Поверить в это я не мог: на вид мальчик был полон жизни, он открыл глаза и смотрел на нас. Я поднял крик, требовал врача, но никто мне не ответил. Однако пятирублевая купюра возымела действие: один из присутствующих решил все же отправиться в деревню, где имелся некто вроде ветеринара, пользующий людей и лошадей. Тем временем мы с Луизой раздели больного, разогрели над огнем овечью шкуру и завернули в нее мальчика. Он бормотал слова благодарности, но не мог пошевелить ни рукой, ни ногой, казалось, его разбил паралич. Извозчики же снова вернулись к своим лошадям и собрались уезжать. Я бросился к Григорию, умолял его подождать еще немного, пока придет врач. Но Григорий ответил:
– Будьте покойны, мы двинемся не раньше чем через четверть часа. К тому времени он умрет.
Я вернулся к больному, который оставался под присмотром Луизы. Он пошевелился, пытаясь придвинуться к огню, это вселило в нас какую-то надежду. Тут вошел врач, Иван объяснил ему, с какой целью за ним посылали. Врач покачал головой, подошел к очагу, развернул овчину. Ребенок был мертв.
Луиза спросила, где родители этого несчастного мальчика: она хотела оставить для них сто рублей. Но хозяин сказал, что никого близких у него не было: это, дескать, сирота, которого он растил из жалости.
Погода не сулила ничего хорошего, но делать нечего: отступать было поздно. Теперь Григорий в свою очередь поторапливал нас, повозки перед гостиницей уже выстроились в ряд. Та, что принадлежала Григорию, была во главе каравана, а где-то ближе к середине находились наши сани, запряженные так называемой «тройкой», то есть тремя лошадьми. Мы уселись в них. Иван расположился рядом с возницей на скамейке, приспособленной для него вместо облучка, упраздненного в ходе метаморфозы, постигшей наш экипаж. Раздался продолжительный сигнальный свист, и мы тронулись в путь.
Когда забрезжил рассвет, мы были уже в десяти верстах от деревни. Впереди – казалось, их можно коснуться рукой – высились Уральские горы, через которые мы должны будем перевалить.

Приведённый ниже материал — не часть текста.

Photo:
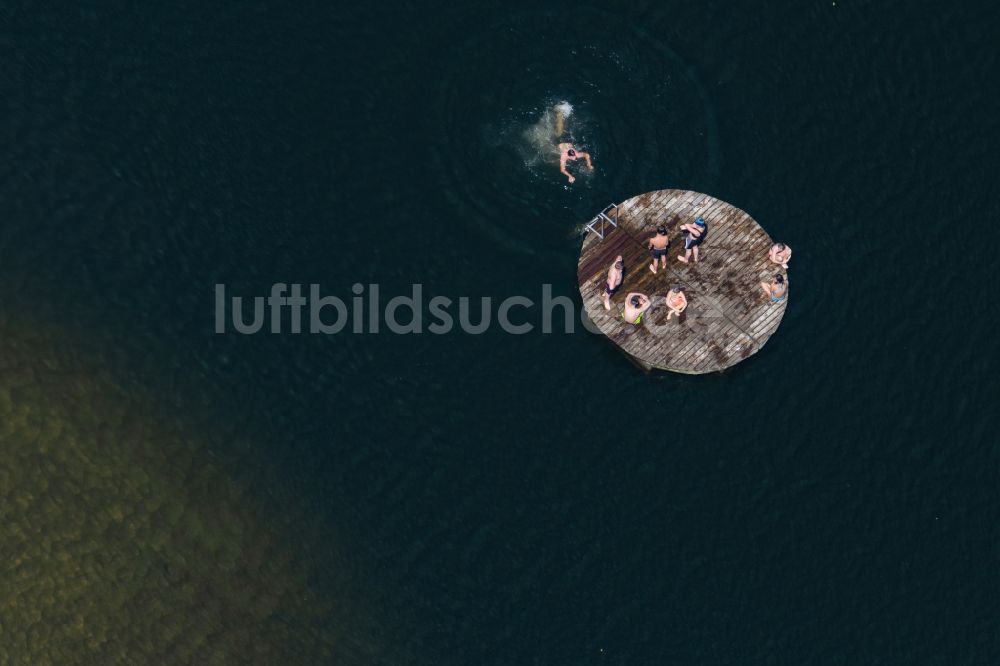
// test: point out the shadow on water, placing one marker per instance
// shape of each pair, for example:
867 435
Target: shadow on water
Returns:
133 535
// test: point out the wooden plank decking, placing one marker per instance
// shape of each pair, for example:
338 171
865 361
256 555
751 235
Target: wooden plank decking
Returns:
728 317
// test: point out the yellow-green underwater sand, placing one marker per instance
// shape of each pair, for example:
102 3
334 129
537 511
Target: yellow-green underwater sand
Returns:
120 541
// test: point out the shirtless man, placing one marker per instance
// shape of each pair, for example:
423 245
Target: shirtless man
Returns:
780 254
696 234
777 289
676 302
567 153
658 247
614 282
636 305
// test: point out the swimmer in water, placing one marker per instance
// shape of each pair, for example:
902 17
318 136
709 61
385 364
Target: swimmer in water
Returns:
567 153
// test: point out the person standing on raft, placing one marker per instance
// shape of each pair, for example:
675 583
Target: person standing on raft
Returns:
636 305
676 302
696 234
658 245
616 274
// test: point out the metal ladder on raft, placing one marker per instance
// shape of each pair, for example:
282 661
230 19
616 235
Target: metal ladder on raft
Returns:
603 219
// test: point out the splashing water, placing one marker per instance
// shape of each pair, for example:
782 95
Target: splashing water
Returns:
541 140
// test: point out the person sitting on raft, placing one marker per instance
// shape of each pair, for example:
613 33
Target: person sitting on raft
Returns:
696 234
616 274
636 305
658 245
780 254
777 289
676 302
567 153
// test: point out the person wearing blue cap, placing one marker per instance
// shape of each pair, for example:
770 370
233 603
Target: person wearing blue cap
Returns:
695 236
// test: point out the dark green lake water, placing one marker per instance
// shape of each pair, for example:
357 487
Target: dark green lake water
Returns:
492 499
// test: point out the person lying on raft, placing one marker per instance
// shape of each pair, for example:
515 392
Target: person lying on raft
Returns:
696 234
658 245
676 302
616 274
636 305
777 289
567 153
780 254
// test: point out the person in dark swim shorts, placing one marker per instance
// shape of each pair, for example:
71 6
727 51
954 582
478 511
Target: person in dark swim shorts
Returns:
616 275
658 245
696 234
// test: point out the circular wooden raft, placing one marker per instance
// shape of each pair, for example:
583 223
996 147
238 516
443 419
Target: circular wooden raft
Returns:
728 317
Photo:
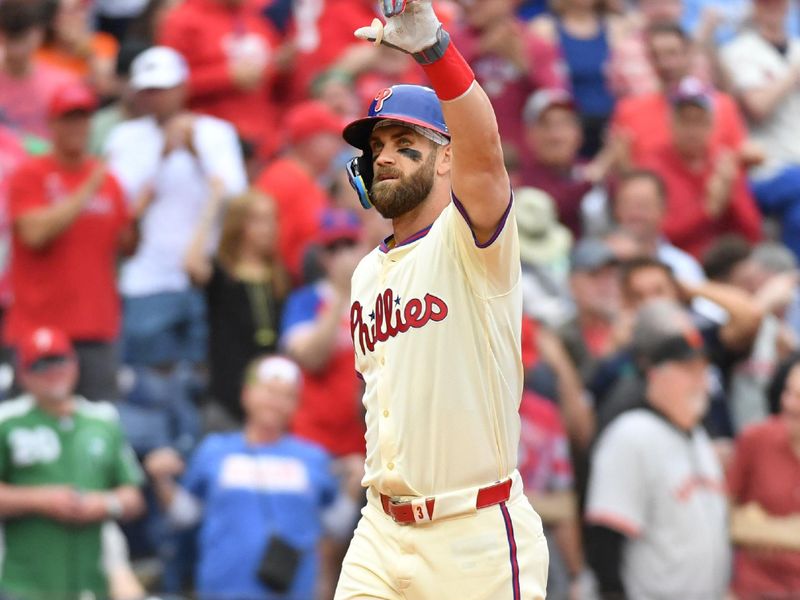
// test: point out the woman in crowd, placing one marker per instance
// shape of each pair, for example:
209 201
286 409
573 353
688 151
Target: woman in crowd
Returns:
245 285
764 485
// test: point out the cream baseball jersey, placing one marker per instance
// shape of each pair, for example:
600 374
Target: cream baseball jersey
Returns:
435 323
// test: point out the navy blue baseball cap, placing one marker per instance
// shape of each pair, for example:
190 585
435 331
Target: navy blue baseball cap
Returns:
409 104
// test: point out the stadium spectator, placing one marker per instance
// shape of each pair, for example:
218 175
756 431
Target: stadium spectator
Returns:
544 245
763 481
768 273
764 65
116 16
631 72
26 86
315 332
510 63
645 121
553 137
728 338
245 285
263 498
72 46
656 504
124 107
594 285
70 224
707 193
640 205
161 156
295 180
586 33
231 72
50 508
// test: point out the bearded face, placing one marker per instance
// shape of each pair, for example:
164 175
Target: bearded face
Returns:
394 194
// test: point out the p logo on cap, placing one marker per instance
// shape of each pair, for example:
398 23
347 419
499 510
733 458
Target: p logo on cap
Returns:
380 98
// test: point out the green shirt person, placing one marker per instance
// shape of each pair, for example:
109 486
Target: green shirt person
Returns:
65 468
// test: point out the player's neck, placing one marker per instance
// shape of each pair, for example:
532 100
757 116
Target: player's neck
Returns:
419 218
57 408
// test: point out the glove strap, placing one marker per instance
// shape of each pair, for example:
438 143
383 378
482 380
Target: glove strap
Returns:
450 75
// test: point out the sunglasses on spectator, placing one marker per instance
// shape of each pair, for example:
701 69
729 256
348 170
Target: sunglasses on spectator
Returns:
41 365
340 244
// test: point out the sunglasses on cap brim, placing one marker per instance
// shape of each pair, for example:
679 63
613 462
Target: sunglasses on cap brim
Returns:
41 365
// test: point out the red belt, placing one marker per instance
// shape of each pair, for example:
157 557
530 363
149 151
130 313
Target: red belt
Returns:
403 512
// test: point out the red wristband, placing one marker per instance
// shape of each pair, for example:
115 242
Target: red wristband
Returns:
451 75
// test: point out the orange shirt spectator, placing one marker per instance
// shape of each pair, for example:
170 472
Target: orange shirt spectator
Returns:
230 49
688 223
100 46
314 133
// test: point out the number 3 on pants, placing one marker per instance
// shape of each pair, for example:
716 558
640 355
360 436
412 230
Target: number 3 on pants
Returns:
420 510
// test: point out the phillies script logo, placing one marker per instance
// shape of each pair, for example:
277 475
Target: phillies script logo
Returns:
389 319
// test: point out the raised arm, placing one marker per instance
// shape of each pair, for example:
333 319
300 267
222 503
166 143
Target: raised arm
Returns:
479 178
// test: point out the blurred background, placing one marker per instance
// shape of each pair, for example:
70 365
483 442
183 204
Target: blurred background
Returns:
173 199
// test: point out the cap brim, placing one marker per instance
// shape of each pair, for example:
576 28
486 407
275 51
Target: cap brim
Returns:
357 133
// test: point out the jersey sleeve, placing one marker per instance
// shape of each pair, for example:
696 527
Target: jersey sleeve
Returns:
195 479
25 192
616 496
745 72
300 311
493 267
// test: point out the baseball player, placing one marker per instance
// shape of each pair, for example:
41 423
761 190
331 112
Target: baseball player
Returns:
435 320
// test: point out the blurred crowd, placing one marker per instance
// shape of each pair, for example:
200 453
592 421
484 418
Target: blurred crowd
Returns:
177 238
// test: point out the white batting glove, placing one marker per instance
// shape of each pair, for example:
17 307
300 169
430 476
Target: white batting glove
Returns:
411 26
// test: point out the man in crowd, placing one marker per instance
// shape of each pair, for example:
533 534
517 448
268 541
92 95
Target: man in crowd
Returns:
593 280
231 73
553 138
70 223
707 193
262 497
510 62
764 65
66 469
640 205
656 503
160 157
316 334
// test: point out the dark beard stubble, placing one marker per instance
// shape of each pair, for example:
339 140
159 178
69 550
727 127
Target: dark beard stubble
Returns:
405 194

Но Григорий, как настоящий капитан, управляющий судном, прежде чем двигаться дальше, взошел на холм и определил по расположению деревьев, что мы не свернули с дороги. Итак, мы продолжали двигаться вперед, стараясь не сбиваться с нее и дальше, и меньше, чем за час, достигли западного склона. Там наш предводитель рассудил, что откос слишком крут, а снег еще недостаточно слежался, чтобы повозка, запряженная восемью лошадьми, могла по нему подняться. Поэтому Григорий решил, что повозки нужно доставлять наверх попарно: впрягать в них всех имеющихся лошадей, потом, дотащив, выпрягать, гнать вниз, запрягать в два следующих экипажа, и так до тех пор, пока все десять повозок, составляющих наш караван, не присоединятся к первой паре. Двух лошадей выделили, чтобы припрячь их к тройке, везущей наши сани: способ, каким это было сделано, у нас во Франции назвали бы «арбалетом». Как видим, наши спутники относились к нам по-братски, а при этом все складывалось само собой, у нас еще ни разу не возникало необходимости предъявить приказ императора.